Santa: It’s important that the children be sleeping when I get there because if they catch me putting the presents under the tree, I’ll just disappear and take them all back to the North Pole with me.
The Press: How can kids know if you’ve been there, without risking running into you as you’re working?
Santa: When I’m all finished, I ring my bells, and mommies and daddies can hear me. If kids think I might have been there, they should go ask their parents. If Mom and Dad say no, go back to bed until they tell you it’s time.
The Press: How is it that you get into people’s homes, especially if they don’t have a fireplace?
Santa: I have a magic key, which I keep attached to my magic mirror with a ribbon. The key allows me to get in if there’s no fireplace or if there’s a fire in the fireplace. I do ask that people not build a fire on Christmas Eve, if possible, though.

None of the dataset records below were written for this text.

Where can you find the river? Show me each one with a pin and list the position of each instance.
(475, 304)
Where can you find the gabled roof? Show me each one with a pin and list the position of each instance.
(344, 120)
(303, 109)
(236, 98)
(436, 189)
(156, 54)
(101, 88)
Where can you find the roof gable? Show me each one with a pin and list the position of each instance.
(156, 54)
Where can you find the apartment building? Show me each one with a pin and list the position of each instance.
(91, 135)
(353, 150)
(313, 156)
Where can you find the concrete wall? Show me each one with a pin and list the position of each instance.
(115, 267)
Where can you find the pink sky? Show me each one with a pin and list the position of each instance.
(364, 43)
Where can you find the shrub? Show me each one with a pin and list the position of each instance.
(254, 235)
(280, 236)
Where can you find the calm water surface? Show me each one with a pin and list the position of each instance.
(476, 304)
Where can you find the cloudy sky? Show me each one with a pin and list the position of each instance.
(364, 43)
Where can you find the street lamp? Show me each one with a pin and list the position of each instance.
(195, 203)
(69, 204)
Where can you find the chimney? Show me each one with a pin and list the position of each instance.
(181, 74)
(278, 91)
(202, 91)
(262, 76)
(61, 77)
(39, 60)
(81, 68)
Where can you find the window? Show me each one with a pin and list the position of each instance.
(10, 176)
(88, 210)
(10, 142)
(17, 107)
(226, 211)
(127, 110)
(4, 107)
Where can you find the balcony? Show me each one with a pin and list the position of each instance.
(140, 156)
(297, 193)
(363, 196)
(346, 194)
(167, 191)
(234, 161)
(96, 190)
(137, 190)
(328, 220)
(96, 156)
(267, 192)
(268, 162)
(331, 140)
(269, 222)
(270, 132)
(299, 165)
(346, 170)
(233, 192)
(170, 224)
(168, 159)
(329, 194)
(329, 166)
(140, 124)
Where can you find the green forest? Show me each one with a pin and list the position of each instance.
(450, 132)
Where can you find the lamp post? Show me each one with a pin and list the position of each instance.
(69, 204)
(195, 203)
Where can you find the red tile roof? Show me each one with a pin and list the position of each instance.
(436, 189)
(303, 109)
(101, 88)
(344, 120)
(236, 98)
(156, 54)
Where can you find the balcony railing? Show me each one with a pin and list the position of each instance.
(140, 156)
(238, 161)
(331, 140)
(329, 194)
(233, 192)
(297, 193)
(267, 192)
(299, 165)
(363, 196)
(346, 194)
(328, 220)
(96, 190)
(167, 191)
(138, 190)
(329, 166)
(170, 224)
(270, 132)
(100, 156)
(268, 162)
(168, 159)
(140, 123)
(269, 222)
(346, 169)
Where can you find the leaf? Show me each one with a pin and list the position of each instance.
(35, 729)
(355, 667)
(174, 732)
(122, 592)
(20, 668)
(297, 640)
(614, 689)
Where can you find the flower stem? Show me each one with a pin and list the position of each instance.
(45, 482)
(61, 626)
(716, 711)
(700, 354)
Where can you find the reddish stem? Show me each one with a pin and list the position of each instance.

The Press: What is your favorite snack to find on Christmas Eve?
Santa: I like it when kids leave me cookies, Rudolph and the reindeer always appreciate some carrots.
The Press: How do you make your list?
Santa: I listen to children’s requests, and if I can bring the requested items, I will, but if I can’t, I’ll bring a surprise.
The Press: Any other advice before you have to get back to work?
Santa: Children should just remember that their parents love them very much, and part of loving their parents back is being good.
Kids who are old enough to earn some spare money by shoveling snow or doing chores can become my helpers. Take the money that you’ve earned and buy your mom and dad or your grandma or grandpa an extra present. Sign it from Santa Claus. You don’t have to say anything else.
When you see the happiness in someone’s face, you’ll find the true spirit of Christmas is really in giving a gift — not getting one.